Postoperative pain relief for children

Pain is commonly experienced after surgery. Children tend to rely on a parent or carer to give medication to help relieve the pain. Medication can either be given when the child complains of pain (as required), or 'around the clock' (fixed schedule, e.g. every four hours).

In July 2014, we found three studies (randomised controlled trials) of 246 children under the age of 16 years. All studies compared the two ways of giving medicine for pain relief after tonsillectomy (an operation to remove the tonsils). The studies were small, and generally of low quality.

One study showed that the children in the 'around the clock' group took more medication, but they did not have better pain relief. There were no differences in pain relief or side effects between the two groups. There was not enough evidence to be sure which method is better for a child's pain relief after surgery. More high quality, large studies are needed.

Authors' conclusions: 

There was limited evidence available to draw any conclusions about the efficacy of PRN versus ATC analgesic administration for the management of postoperative pain in children.

Read the full abstract...

Acute postoperative pain occurs as a result of tissue damage following surgery. Administering the appropriate analgesia to children is a complex process and it is unclear whether children's postoperative pain is more successfully treated by using 'as required' (when pain occurs) (termed 'pro re nata' or PRN) or fixed scheduled 'around the clock' (ATC) analgesic administration (irrespective of pain at the time of administration).


To assess the efficacy of as required versus fixed schedule analgesic administration for the management of postoperative pain in children under the age of 16 years.

Search strategy: 

On 2 July 2014, we searched the Cochrane Central Register of Controlled Trials (CENTRAL), MEDLINE, EMBASE, and CINAHL databases. We reviewed the bibliographies of all included studies and of reviews, and searched two clinical trial databases, and the World Health Organization (WHO) International Clinical Trials Registry Platform, to identify additional published or unpublished data.

Selection criteria: 

We included randomised controlled trials (RCTs) comparing PRN versus ATC analgesic administration for postoperative pain in children under the age of 16 years who had undergone any surgical procedure requiring postoperative pain relief, in any setting.

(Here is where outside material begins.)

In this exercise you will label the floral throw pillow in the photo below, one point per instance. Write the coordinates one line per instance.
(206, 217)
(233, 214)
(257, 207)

Data collection and analysis: 

Two review authors (AH, PW) independently extracted efficacy and adverse event data, examined issues of study quality, and assessed risk of bias as recommended in the Cochrane Handbook for Systematic Reviews of Interventions.

Main results: 

We included three RCTs (four reports) of 246 children aged under 16 years undergoing tonsillectomy. Children were given weight-appropriate doses of the study medication, either PRN or ATC, by a parent or carer at home for up to four days following surgery. We did not identify any studies assessing the management of postoperative pain in children in any other setting (i.e. as an inpatient). All studies included in this review were based on the use of paracetamol, and an opioid was added to paracetamol in two studies. Analgesics were administered either orally (tablet or elixir) or rectally (suppository). Reporting quality was poor and there were fewer than 50 children in each arm. Mean pain intensity scores decreased over time, as did medication use. However, children were still reporting pain at the final assessment, suggesting that no administration schedule provided adequate analgesia. There were no significant differences in pain intensity scores at any time point. The studies reported adverse events that may have been related to the study medication, such as nausea and vomiting, and constipation, but no statistically significant differences were noted between the groups. There were too few data from only three small studies and meta-analysis was not possible. One study reported that a higher amount of analgesics was consumed in the ATC group compared with the PRN group: it would have been helpful to show that the higher volume in the ATC group led to better analgesia but we were not able to demonstrate this.